When you have a dinosaur walking into a room to chat with you, you can sit back and listen! This is the premise of the UNDP’s latest campaign, as it urges the world to act against climate change because it is “now or never”.
The United Nations Development Program (UNDP), titled #DontChooseExtinction, released the first campaign video in which Frankie, the dinosaur, takes things into his hands at a United Nations VIP meeting to bring some things home about extinction. “I know a thing or two about extinction,” Frankie said as he took center stage at the meeting.
As the 26th United Nations Climate Change Conference (COP26) kicks off in Glasgow, Scotland, UK, on October 31, the United Nations Development Program (UNDP) has set the tone for urgency in the latest social media.
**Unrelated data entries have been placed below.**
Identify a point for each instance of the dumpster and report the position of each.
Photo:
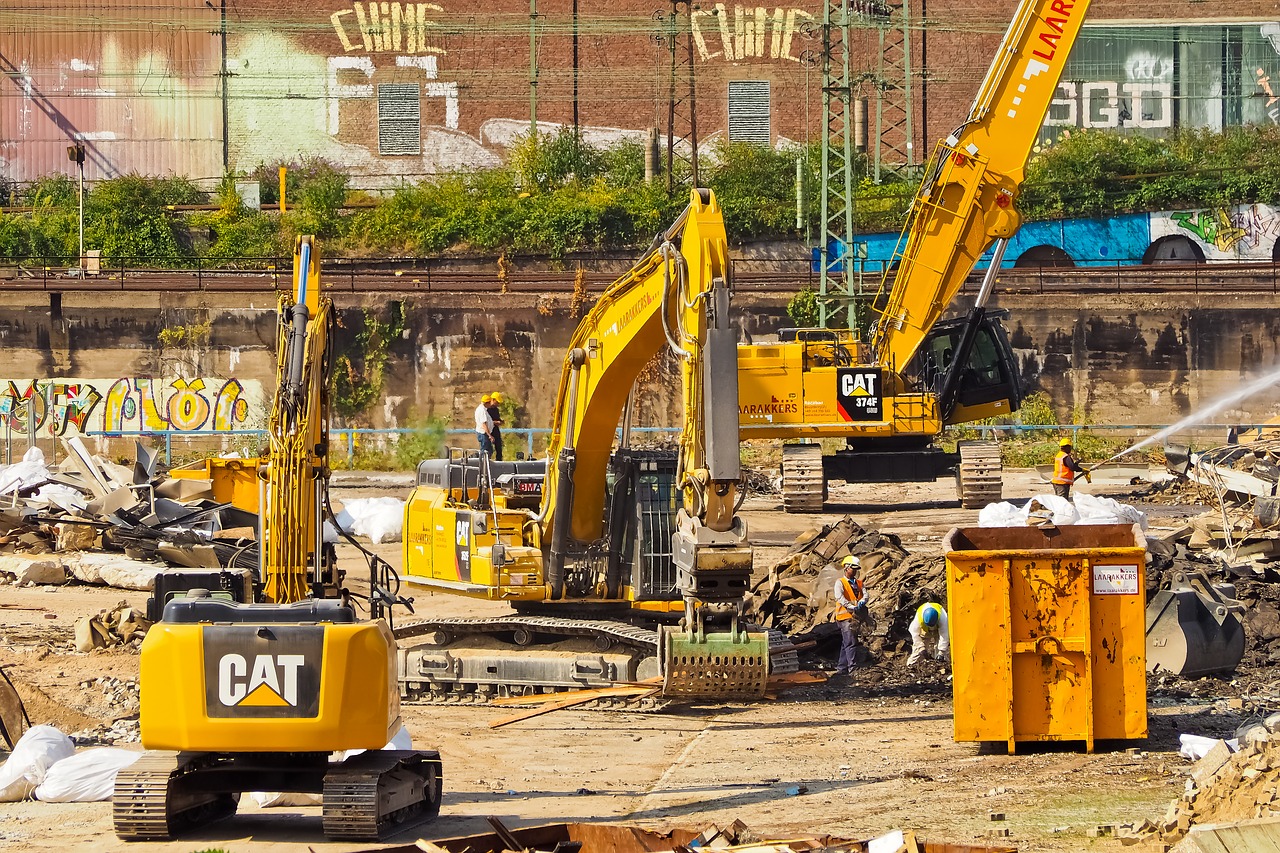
(1047, 633)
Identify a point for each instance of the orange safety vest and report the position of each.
(1063, 475)
(844, 614)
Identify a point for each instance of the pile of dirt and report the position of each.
(798, 594)
(1229, 787)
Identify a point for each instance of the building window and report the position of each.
(749, 112)
(400, 118)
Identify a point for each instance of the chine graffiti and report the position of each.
(757, 32)
(1226, 229)
(124, 405)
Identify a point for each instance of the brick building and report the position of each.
(397, 90)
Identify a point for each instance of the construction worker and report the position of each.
(850, 612)
(484, 425)
(496, 415)
(928, 630)
(1065, 469)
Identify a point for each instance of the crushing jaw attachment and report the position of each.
(1193, 626)
(713, 573)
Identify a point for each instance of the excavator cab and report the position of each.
(990, 374)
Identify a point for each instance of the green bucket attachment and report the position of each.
(717, 666)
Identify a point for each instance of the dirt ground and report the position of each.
(851, 761)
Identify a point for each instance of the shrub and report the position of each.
(426, 441)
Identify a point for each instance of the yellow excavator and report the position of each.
(890, 395)
(257, 694)
(600, 539)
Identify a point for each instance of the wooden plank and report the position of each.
(624, 689)
(580, 697)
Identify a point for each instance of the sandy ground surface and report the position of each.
(851, 761)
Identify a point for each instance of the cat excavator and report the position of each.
(600, 541)
(256, 690)
(891, 393)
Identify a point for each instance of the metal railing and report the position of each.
(461, 276)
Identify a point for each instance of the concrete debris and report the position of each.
(632, 839)
(1243, 787)
(118, 626)
(123, 730)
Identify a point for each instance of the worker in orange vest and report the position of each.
(1065, 469)
(850, 612)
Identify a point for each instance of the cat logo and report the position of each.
(273, 680)
(859, 393)
(263, 671)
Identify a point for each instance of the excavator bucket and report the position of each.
(725, 665)
(1193, 628)
(1178, 459)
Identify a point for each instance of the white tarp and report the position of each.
(39, 749)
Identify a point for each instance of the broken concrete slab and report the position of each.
(41, 570)
(113, 570)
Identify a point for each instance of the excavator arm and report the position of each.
(676, 297)
(968, 197)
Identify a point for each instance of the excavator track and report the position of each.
(438, 673)
(804, 484)
(154, 801)
(979, 474)
(380, 790)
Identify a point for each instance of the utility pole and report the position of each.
(223, 76)
(577, 128)
(533, 71)
(76, 154)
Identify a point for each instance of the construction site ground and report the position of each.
(851, 761)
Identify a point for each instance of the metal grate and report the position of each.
(400, 118)
(749, 112)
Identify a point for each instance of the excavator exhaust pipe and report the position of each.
(1178, 459)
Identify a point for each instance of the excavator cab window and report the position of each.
(990, 372)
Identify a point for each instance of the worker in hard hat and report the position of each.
(1066, 469)
(484, 425)
(496, 415)
(850, 611)
(928, 630)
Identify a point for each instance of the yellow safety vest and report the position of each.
(1063, 475)
(844, 614)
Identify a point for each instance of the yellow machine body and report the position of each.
(236, 688)
(233, 480)
(892, 391)
(1047, 633)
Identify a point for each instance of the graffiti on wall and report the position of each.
(137, 404)
(749, 32)
(1244, 232)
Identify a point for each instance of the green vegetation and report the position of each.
(556, 195)
(359, 368)
(426, 441)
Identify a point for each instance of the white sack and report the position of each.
(379, 519)
(85, 778)
(1196, 747)
(1102, 510)
(278, 799)
(39, 749)
(30, 471)
(1001, 515)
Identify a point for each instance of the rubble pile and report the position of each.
(73, 521)
(1229, 785)
(796, 596)
(122, 625)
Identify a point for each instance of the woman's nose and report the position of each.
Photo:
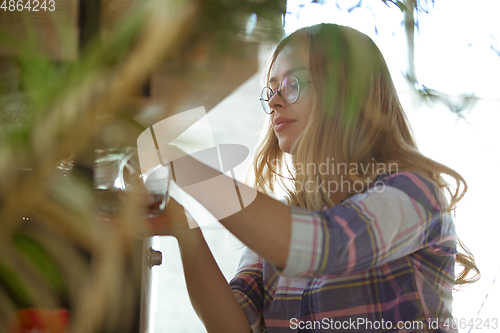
(276, 101)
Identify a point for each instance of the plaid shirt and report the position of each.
(377, 260)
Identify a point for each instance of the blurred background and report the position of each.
(94, 74)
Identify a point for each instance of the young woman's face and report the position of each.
(290, 120)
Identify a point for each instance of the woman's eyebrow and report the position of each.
(273, 79)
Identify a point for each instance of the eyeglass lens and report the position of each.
(288, 90)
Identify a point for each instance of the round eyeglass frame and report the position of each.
(265, 103)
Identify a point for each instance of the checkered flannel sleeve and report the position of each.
(405, 214)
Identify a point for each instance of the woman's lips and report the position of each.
(282, 125)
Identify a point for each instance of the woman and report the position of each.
(368, 242)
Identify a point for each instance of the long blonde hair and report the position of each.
(356, 120)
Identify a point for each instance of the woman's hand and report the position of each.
(172, 222)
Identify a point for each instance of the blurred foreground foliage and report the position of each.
(54, 252)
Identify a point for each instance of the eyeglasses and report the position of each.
(289, 90)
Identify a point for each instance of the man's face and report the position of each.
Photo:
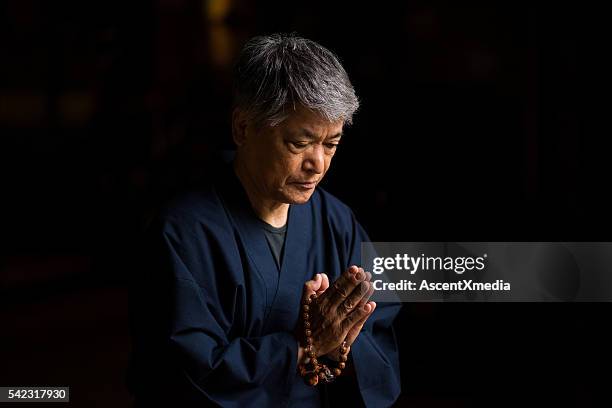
(286, 162)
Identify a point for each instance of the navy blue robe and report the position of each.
(212, 315)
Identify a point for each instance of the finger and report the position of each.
(355, 298)
(311, 287)
(344, 285)
(324, 284)
(357, 315)
(356, 329)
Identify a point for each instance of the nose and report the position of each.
(314, 160)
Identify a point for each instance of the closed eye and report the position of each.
(299, 145)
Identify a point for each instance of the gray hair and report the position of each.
(275, 73)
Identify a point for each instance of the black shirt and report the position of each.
(276, 240)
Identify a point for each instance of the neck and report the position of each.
(271, 211)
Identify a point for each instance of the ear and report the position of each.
(239, 127)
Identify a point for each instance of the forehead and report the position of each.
(312, 124)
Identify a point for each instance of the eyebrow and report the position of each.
(312, 136)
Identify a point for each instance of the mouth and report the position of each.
(306, 185)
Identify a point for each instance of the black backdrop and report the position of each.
(472, 127)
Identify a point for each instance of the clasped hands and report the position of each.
(339, 312)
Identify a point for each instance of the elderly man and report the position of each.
(250, 295)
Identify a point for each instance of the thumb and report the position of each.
(311, 286)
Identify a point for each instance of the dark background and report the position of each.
(471, 128)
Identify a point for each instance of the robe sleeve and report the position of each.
(184, 348)
(375, 354)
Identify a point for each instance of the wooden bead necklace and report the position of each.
(313, 371)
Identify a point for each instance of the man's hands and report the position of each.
(340, 310)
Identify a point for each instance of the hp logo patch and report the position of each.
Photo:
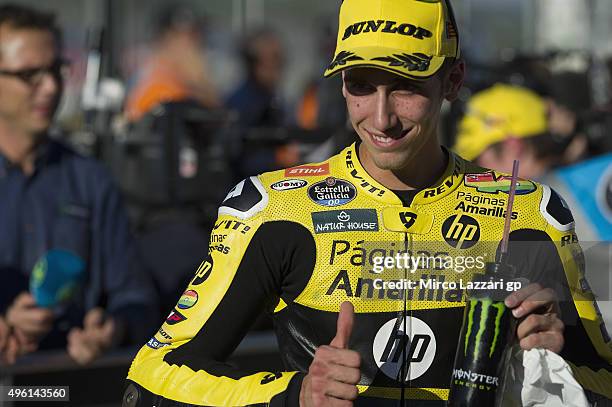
(407, 346)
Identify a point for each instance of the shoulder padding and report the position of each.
(555, 210)
(246, 199)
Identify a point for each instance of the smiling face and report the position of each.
(395, 117)
(28, 107)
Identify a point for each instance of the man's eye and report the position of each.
(359, 88)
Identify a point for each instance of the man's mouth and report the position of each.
(386, 141)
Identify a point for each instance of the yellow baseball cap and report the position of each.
(497, 113)
(408, 37)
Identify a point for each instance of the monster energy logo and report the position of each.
(485, 307)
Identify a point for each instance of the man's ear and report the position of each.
(454, 80)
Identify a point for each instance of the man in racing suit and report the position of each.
(301, 242)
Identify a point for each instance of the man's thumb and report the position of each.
(344, 326)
At COP26, delegates from 120 countries will discuss ways to dramatically reduce carbon emissions and reduce global warming. However, governments around the world still spend $420 billion annually on major pollutants such as fossil fuels. The production and use of fossil fuels such as coal, oil and natural gas is the main reason behind the accelerating climate change. Man-made climate change is responsible for frequent flash floods, hurricanes, droughts and heat waves. Besides, pollution from fossil fuels is known to kill about seven million people every year.The UNDP is clear in its message: It was an asteroid that caused the extinction of the dinosaurs. What is our excuse? As Frankie asks in the video, why are governments spending billions of taxpayer dollars on fossil fuel subsidies? Especially when that money could have been used for a better cause, like ending poverty.
As the world builds from the ashes of the pandemic, Frankie carries a clear message: “This is a huge opportunity for humanity…Don’t choose extinction. Save your species before it’s too late. It’s time for humans to stop making excuses and start making changes.” Frankie concludes his honest speech with a standing ovation.
Greenhouse gas emissions have already increased the Earth’s temperature by 1.1°C since 1850. As the climate change dialogue continues to see divisions between developed and developing nations, as countries like India pursue climate justice through the transfer of finance and technology from the West, the question is whether there will be enough reasons for standing ovations at the end of COP26.